On Wed, Dec 30, 2015 at 10:18:35AM -0500, Tom Lane wrote:
> Andres Freund <andres@anarazel.de> writes:
> > On 2015-12-29 11:07:26 -0500, Tom Lane wrote:
> >> In passing, the patch gets rid of a vestigial CHECK_FOR_INTERRUPTS()
> >> call; it was added by e710b65c and IMO should have been removed again
> >> by 6647248e. There's certainly no very good reason to have one right
> >> at that spot anymore.
>
> > Why?

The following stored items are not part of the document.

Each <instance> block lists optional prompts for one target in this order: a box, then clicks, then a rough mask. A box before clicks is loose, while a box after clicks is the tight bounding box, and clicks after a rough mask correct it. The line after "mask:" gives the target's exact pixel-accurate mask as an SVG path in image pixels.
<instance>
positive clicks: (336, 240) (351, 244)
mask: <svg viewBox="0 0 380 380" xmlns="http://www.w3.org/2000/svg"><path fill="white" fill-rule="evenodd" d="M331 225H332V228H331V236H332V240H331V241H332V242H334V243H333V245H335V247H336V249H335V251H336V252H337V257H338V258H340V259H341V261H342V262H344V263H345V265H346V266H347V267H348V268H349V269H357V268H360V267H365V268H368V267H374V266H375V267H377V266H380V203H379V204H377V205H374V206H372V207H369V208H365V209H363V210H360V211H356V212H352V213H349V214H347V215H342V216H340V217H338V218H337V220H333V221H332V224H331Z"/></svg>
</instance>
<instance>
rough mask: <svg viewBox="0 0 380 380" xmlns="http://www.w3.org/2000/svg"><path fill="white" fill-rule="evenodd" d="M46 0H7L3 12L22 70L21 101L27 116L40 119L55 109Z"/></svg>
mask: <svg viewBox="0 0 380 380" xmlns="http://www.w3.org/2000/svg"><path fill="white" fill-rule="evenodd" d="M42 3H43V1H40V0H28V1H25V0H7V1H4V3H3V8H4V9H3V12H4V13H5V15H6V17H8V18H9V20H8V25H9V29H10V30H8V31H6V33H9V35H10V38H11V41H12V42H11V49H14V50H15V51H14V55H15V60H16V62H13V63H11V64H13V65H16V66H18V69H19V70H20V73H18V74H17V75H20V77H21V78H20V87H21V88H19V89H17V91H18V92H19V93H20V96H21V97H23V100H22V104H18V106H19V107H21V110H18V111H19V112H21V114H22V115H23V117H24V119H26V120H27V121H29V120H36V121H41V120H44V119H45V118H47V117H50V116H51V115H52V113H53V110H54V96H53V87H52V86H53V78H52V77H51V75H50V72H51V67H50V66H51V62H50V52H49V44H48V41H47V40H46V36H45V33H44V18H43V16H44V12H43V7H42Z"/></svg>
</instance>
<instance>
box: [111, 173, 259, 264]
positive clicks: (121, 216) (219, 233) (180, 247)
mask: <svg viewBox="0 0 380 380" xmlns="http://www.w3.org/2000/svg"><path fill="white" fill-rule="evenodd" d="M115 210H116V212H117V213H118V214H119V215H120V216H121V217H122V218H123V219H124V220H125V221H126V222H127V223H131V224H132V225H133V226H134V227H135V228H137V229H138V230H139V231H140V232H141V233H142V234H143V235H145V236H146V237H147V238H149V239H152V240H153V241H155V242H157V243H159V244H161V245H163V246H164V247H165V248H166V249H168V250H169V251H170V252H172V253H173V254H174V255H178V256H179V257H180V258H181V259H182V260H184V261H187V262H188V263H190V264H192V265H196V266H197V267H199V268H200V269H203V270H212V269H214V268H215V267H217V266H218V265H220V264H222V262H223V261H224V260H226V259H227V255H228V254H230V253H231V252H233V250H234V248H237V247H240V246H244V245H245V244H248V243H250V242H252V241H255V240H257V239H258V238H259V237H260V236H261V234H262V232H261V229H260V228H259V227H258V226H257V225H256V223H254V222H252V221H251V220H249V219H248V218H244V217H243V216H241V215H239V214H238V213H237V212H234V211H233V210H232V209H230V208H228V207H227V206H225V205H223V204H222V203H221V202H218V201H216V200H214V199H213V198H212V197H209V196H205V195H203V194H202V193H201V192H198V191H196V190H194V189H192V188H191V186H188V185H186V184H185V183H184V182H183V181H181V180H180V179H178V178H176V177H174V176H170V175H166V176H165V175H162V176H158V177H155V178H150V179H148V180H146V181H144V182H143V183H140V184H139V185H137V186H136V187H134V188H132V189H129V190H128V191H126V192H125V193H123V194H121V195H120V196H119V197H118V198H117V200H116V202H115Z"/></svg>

Doesn't seem like the worst place for an explicit interrupt check?
> > I think we don't really have a problem with too many such checks... We
> > surely could move it, but I don't really see how it's related to the
> > topic at hand nor do I think it's really worth pondering about
> > extensively.
Agreed.
> The only reason there was one there at all was that e710b65c added
> code like this:
>
> + /*
> + * Disable immediate interrupts while doing database access. (Note
> + * we don't bother to turn this back on if we hit one of the failure
> + * conditions, since we can expect we'll just exit right away anyway.)
> + */
> + ImmediateInterruptOK = false;
>
> ... some catalog access here ...
>
> + /* Re-enable immediate response to SIGTERM/SIGINT/timeout interrupts */
> + ImmediateInterruptOK = true;
> + /* And don't forget to detect one that already arrived */
> + CHECK_FOR_INTERRUPTS();
>
> In 6647248e you got rid of nine of these ten lines, leaving something
> that's both pointless and undocumented. There are more than enough
> CHECK_FOR_INTERRUPTS calls already in the auth code; there's not a
> reason to expend code space on one here. (If MD5 ran long enough to
> be worth interrupting, there would be an argument for a check inside
> its hashing loop, but that still wouldn't be this check.)
I see no general benefit from being parsimonious with CHECK_FOR_INTERRUPTS
calls or documenting them. As you explain, it's probably fine to remove the
two calls that commit e710b65 had added. However, the sole connection to
$SUBJECT is one of those two calls sharing a screenful with lines $SUBJECT
changed. The removal, if worthwhile, is worth a freestanding patch.
Squashing the changes makes both topics harder to review.